In a recent study, Ohio State evolutionary biologist Jonathan Calede described the ankle bone of a 30 million-year-old beaver he named Microtheriomys articulaquaticus. This makes this aquatic beaver seven million years older than the previous oldest from France. 

Calede explained that a lot can be learned about mammal evolution from rodents. “Look at the diversity of life around us today, and you see gliding rodents like flying squirrels, rodents that hop like the kangaroo rat, aquatic species like muskrats, and burrowing animals like pocket gophers. There is an incredible diversity of shapes and ecologies. When that diversity arose is an important question.”

“Rodents are the most diverse group of mammals on Earth, and about 4 in 10 species of mammals are rodents. If we want to understand how we get incredible biodiversity, rodents are a great system to study,” said Calede.

It was immediately apparent when the scientists uncovered the bones that they were from a beaver. The ankle bone was key to determining the animal’s lifestyle, and 15 measurements were taken of the bone. 

The measurements were compared to those of 343 modern specimens from burrowing, gliding, swimming, and jumping mammals as well as other ancient beavers.

After running computer analyses, Calede determined that beavers evolved their aquatic lifestyle through exaptation, which means co-opting one structure for a new purpose.        

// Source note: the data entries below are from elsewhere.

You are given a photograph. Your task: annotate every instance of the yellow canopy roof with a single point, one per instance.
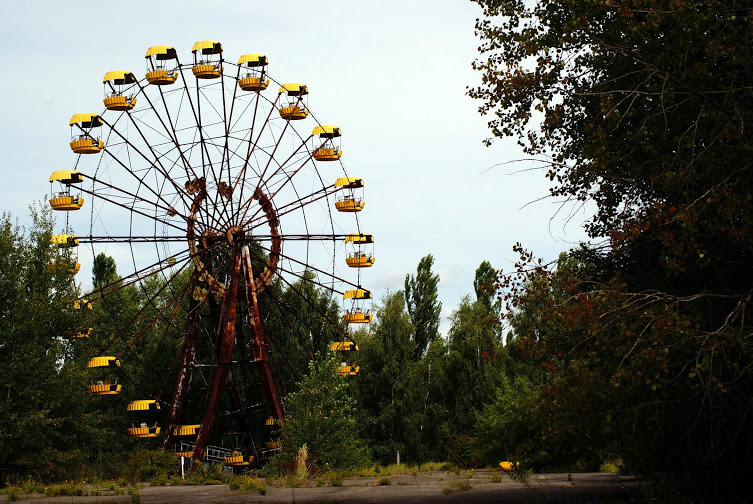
(162, 52)
(354, 182)
(86, 120)
(328, 130)
(343, 346)
(143, 405)
(103, 361)
(294, 88)
(253, 59)
(186, 430)
(64, 239)
(357, 294)
(120, 75)
(359, 238)
(66, 176)
(207, 47)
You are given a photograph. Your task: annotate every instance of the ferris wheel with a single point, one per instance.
(239, 223)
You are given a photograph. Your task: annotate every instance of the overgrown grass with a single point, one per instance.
(611, 466)
(457, 486)
(32, 489)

“In this case, the adaptations to burrowing were co-opted to transition to a semi-aquatic locomotion,” said Calede. “The ancestor of all beavers that have ever existed was most likely a burrower, and the semi-aquatic behavior of modern beavers evolved from a burrowing ecology. Beavers went from digging burrows to swimming in water.”

Analysis of the beaver lineage shows that the animals in the lineage increased in size, to the point that a beaver the size of a black bear lived 12,000 years ago. Now what was once a diverse group of rodents is reduced to two species – one in North America and one in Eurasia.   

The study is published in the journal Royal Society Open Science.